Nächste Woche jähren sich die Februarkämpfe 1934 zum 76. Mal. Jene verzweifelte Entladung des Widerstands gegen die christlich-soziale Diktatur, in die die I. Republik seit März 1933 umgebaut wurde, die trotz ihrer kurzen Dauer auch als “Österreichischer Bürgerkrieg” bekannt ist. Dies war der Widerstand der Arbeiter_innenbewegung, der Sozialdemokrat_innen und Sozialist_innen, deren Partei und Strukturen endgültig zerschlagen werden sollten.
Abseits der Historiker_innen ist es aber auch im Jahr 2010 nicht möglich, die Ereignisse zwischen 1933 und 1938 offiziell als das zu beurteilen und abzulehen, was sie sind, da die ÖVP ganz auf Linie der heiligen Mutter Kirche an ihrem auch in die Vergangenheit hineinwirkenden Unfehlbarkeitsanspruch festhält.
Außerhalb dieser Irrtumsgemeinschaft ist dennoch klar – am 4. März 1933 traten alle drei Nationalratspräsidenten zurück, um mit ihren Fraktionen zu stimmen. Das Parlament hatte keine ordnungsgemäße Sitzungsleitung und Bundeskanzler Engelbert Dollfuß erklärte deshalb die „Selbstauflösung“ des Parlaments. Fortan regiert mit auf das Kriegswirtschaftliche Ermächtigungsgesetz von 1917 zurückgehende Notverordnungrecht und verhinderte mit Staatsgewalt das erneute Zusammentreten des demokratisch gewählten Parlaments. Er ließ die christlich-sozialen Mitglieder des Verfassungsgerichtshofes zurücktreten, was diesen ausschaltete und machte sich daran, einen autoritären Ständestaat aufzubauen. Folgerichtig wurden alle Parteien bis auf seine Vaterländische Front verboten und politische Gegner verhaftet oder ermordet. Das Bild jenes Mannes, der symbolisch für all das steht, hängt heute unkritisch im Parlamentsklub der ÖVP.

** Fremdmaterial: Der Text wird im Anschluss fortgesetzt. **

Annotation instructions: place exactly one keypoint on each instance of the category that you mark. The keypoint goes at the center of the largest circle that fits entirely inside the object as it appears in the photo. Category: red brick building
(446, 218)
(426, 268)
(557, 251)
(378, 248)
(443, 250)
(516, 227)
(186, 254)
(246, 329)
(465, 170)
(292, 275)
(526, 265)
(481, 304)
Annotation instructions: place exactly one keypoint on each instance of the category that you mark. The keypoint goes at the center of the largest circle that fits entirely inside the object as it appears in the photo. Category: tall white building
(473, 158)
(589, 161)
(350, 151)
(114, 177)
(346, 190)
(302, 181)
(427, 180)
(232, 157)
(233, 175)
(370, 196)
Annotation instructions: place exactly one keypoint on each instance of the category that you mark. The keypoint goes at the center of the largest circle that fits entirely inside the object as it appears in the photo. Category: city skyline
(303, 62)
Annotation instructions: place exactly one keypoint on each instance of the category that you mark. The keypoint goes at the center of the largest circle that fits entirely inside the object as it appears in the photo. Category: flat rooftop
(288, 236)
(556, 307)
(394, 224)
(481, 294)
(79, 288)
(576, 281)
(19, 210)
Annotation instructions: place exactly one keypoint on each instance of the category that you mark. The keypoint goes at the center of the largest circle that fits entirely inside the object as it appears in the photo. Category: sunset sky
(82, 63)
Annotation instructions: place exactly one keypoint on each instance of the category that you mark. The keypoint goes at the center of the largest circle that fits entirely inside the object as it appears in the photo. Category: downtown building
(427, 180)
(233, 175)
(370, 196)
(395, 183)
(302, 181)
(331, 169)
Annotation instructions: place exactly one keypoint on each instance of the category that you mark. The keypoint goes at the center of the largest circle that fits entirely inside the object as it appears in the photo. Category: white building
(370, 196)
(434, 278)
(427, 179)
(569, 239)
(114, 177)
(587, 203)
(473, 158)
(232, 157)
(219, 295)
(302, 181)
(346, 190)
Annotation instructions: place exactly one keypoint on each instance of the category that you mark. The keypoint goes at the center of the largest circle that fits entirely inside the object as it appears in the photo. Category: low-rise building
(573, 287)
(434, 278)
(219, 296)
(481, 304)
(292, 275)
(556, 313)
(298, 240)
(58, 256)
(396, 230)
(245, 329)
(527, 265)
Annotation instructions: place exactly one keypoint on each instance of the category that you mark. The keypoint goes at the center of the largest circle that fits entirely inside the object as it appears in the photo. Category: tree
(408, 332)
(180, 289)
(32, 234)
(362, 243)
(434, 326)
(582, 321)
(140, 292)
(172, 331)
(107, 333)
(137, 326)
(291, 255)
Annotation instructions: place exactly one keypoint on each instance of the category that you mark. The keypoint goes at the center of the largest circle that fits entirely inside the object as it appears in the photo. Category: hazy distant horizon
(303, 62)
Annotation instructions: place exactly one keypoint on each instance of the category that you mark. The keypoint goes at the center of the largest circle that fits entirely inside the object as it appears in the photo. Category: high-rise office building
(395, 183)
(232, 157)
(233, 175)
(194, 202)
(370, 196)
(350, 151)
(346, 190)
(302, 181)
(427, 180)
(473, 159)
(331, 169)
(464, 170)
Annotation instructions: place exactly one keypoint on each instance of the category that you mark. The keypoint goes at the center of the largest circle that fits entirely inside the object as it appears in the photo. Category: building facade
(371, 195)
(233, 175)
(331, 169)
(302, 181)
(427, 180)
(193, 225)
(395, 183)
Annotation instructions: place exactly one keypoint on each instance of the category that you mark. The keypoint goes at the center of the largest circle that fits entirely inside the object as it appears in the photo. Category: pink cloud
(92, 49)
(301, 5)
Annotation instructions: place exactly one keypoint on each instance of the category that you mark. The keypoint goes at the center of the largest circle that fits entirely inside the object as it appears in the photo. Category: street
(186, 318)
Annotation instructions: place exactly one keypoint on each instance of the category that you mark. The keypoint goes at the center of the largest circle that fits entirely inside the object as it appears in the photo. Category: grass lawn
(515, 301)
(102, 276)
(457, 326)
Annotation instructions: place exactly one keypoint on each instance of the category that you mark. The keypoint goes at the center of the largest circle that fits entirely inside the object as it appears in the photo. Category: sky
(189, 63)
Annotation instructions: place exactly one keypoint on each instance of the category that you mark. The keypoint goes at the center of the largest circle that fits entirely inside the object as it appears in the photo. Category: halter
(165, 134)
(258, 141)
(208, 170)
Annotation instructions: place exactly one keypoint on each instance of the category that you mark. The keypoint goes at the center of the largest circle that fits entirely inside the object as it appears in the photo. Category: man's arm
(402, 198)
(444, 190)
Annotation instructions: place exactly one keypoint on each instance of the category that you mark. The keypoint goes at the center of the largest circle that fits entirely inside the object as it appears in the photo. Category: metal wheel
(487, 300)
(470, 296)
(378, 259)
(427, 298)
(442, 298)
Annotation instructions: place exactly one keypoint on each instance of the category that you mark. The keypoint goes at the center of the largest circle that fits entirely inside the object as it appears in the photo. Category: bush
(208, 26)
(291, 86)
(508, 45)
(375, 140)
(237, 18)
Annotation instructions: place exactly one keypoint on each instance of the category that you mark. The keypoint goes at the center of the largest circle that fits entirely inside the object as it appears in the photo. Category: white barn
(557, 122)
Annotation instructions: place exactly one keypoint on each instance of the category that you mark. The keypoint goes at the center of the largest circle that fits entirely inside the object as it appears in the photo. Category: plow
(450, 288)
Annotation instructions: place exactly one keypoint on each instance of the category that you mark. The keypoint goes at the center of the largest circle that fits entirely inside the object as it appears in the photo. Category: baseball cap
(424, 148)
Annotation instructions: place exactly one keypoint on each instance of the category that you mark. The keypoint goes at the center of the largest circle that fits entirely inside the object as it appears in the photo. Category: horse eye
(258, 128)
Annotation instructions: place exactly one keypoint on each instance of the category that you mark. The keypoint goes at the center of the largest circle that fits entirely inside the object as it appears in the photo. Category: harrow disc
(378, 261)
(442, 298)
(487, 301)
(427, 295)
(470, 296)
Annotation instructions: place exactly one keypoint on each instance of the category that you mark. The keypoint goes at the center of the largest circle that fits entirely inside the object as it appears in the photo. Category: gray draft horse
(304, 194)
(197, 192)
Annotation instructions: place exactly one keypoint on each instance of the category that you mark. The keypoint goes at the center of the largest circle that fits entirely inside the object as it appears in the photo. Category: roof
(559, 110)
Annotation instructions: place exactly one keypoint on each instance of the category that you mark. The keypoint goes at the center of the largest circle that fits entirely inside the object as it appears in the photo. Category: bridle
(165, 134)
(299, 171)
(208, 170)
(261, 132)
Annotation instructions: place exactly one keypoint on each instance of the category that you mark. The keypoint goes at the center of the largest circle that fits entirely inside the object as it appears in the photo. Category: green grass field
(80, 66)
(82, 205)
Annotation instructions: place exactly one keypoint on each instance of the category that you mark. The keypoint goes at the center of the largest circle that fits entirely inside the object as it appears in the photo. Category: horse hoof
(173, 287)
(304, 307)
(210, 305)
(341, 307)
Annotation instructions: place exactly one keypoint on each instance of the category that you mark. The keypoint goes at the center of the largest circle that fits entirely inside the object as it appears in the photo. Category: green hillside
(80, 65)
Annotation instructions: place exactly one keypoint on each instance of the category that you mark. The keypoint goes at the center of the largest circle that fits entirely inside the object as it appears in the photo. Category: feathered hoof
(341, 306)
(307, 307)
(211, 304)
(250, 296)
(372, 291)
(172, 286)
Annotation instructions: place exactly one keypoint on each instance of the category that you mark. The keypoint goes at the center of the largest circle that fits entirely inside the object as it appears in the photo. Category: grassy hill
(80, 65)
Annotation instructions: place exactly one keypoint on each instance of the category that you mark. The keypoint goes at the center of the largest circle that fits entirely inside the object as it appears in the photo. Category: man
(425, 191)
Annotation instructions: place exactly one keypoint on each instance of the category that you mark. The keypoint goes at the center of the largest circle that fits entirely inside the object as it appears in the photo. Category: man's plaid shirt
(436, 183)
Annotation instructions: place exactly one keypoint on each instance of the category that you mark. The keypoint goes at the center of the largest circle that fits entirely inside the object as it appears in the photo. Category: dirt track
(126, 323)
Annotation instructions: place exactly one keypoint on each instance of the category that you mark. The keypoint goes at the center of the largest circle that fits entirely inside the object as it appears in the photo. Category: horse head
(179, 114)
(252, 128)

Dementsprechend wenig Freude dürfte bei der Vaterländ… Volkspartei über eine Initiative von 97 Forscher_innen aufkommen, die sich für die vollständige Rehabilitierung von Dollfuß-Opfern einsetzten will. Selbstverständlich wird das keine Konsequenz haben. Werner Faymann wird sich hüten, ideologische oder sozialdemokratische oder inhaltliche Politik zu betreiben. Die ÖVP wird nicht von der “geteilten Schuld und außerdem waren wir Widerstandskämpfer gegen Hitler”-These abrücken. Außerdem ist das ja auch alles schon so lange her. Und überhaupt, wir haben genug aktuelle Probleme, und sowieso und die scheiß Linken immer mit ihren Ausländern…


Jahr für Jahr wird von höchster christlich-sozialer Staatsspitze auch Leopold Kunschak gedacht: http://bernhardkraut.wordpress.com/zum-beispiel/kunschak-leopold/
Im Parlament, mit Subventionen. Leopold Kunschak war einer der radikalen Antisemiten, auch nach 1945, nach Auschwitz blieb er Antisemit.